Cheaper Gas Could Be At Pumps Soon
February 19, 2012, 9:55 PM
SIOUX FALLS, SD -
From E-10 to E-85, ethanol blends have grown in popularity over the years because of their cost relative to gasoline.
And now, an even cheaper alternative could be on its way. Thanks to a recent EPA ruling on health effects, E-15 could soon replace E-10.
"Last year at the pump, American's spent over eight percent of their income on gasoline. That's astronomical, that's way beyond what American's should be spending on gasoline, Ethanol's the only viable fuel today that lowers the price of gasoline," Kelly Manning, with Growth Engery, said.
And, if E-15 proves to be a viable alternative, drivers certainly wouldn't mind spending less at the pump.
"I think it'd be great, I mean a little cheaper gas always helps, especially with gas prices going up, it was a little under three dollars for a while there now it's back up to three thirty-five," driver Riley Mcmanus said.
But some drivers are against putting the biofuel into their vehicle. Richard Schmaltz says, while it may be cheaper, E-15 could impact *other commodities.

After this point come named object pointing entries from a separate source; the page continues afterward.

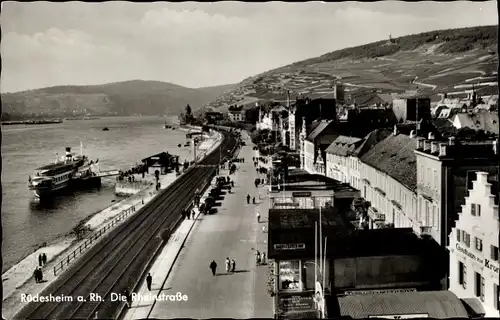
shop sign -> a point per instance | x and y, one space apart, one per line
296 303
485 262
402 316
301 194
363 292
289 246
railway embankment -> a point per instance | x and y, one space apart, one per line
65 251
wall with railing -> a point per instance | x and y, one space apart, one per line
92 239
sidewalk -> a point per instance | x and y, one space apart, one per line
232 232
19 279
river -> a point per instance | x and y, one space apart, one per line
28 223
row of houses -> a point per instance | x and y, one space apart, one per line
326 266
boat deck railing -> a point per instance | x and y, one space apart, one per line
92 240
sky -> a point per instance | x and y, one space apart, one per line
199 44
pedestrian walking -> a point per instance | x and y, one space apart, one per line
40 274
35 275
149 280
126 294
233 265
213 266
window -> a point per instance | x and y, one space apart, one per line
435 180
475 209
494 253
289 275
426 214
462 274
479 286
479 244
496 296
466 238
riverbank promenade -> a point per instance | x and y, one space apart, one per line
19 279
232 232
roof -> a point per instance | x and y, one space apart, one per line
370 140
343 144
395 156
322 125
487 121
437 304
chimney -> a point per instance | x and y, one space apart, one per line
442 149
427 145
420 143
434 147
482 177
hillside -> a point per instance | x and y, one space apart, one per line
432 62
120 98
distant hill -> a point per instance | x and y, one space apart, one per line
120 98
430 62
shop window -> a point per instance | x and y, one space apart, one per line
475 209
496 296
289 275
462 274
494 253
479 244
479 286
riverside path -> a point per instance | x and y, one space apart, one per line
232 232
120 258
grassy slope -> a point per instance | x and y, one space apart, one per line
440 59
120 98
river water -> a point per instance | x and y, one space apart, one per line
28 223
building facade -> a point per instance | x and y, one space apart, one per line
445 173
237 114
474 267
388 172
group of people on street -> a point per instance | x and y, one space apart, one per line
260 257
186 214
42 259
230 266
248 199
38 275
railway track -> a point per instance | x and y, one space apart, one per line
118 261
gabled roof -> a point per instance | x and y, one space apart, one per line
370 140
343 144
395 156
317 130
487 121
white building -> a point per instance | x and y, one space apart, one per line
314 154
474 269
389 181
237 113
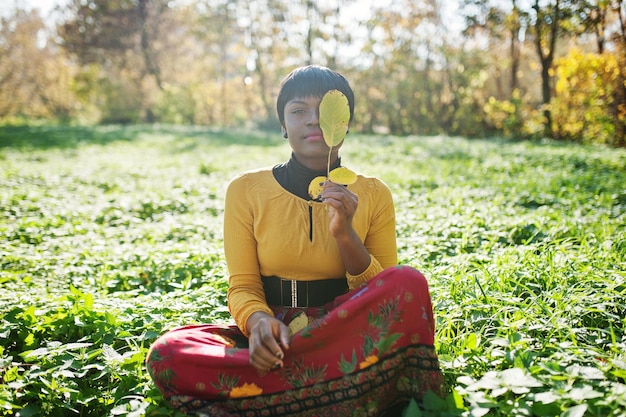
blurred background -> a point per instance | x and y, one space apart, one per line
509 68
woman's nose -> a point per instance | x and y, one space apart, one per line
314 118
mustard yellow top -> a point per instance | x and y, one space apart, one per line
270 232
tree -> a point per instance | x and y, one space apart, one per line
35 77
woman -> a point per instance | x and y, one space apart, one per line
326 323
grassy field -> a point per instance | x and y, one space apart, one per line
109 236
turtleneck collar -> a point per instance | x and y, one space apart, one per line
295 177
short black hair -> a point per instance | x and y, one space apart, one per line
311 81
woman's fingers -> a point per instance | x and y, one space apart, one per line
265 349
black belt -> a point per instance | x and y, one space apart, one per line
292 293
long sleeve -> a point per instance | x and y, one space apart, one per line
245 292
380 240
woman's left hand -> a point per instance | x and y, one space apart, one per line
342 204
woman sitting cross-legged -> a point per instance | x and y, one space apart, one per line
327 323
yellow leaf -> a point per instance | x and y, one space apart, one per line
315 187
246 390
342 175
334 117
298 323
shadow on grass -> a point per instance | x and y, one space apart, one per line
64 137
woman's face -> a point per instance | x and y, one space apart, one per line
305 136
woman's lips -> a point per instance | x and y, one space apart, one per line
314 137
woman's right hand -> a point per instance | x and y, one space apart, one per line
268 339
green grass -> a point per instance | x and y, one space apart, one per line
109 236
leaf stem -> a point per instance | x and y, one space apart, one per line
330 151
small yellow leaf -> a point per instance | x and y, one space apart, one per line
315 187
334 117
342 175
298 323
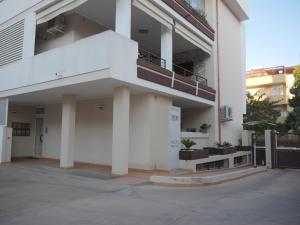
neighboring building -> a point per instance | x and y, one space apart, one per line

"I'm concerned about what effect that has overall for our food prices and cattle and other animal prices," Schmaltz said.
But Manning says the demand for ethanol would go up and would eventually help both the economy and agriculture.
"Right now we have too much supply. We're exporting ethanol to areas like Brazil this last year because we have too much production," Manning said.
And for those looking for that cheaper alternative, you could start seeing E-15 gasoline at the pumps soon.
"We'll see some at the pumps probably by the end of the month," Manning said.
South Dakota, Iowa and Minnesota will most likely be the earliest states to see the new blend. But providing it at the pumps is something individual gas stations have to decide.
"Over 30 years ago, America started running ten percent Ethanol, it took almost 30 years for this 10 percent Ethanol to get to the penetration levels it's at today," Manning said.
But even with the decision left up to stations, Manning is confident the EPA's backing of E-15 is a step in the right direction for the future of the country's fuel.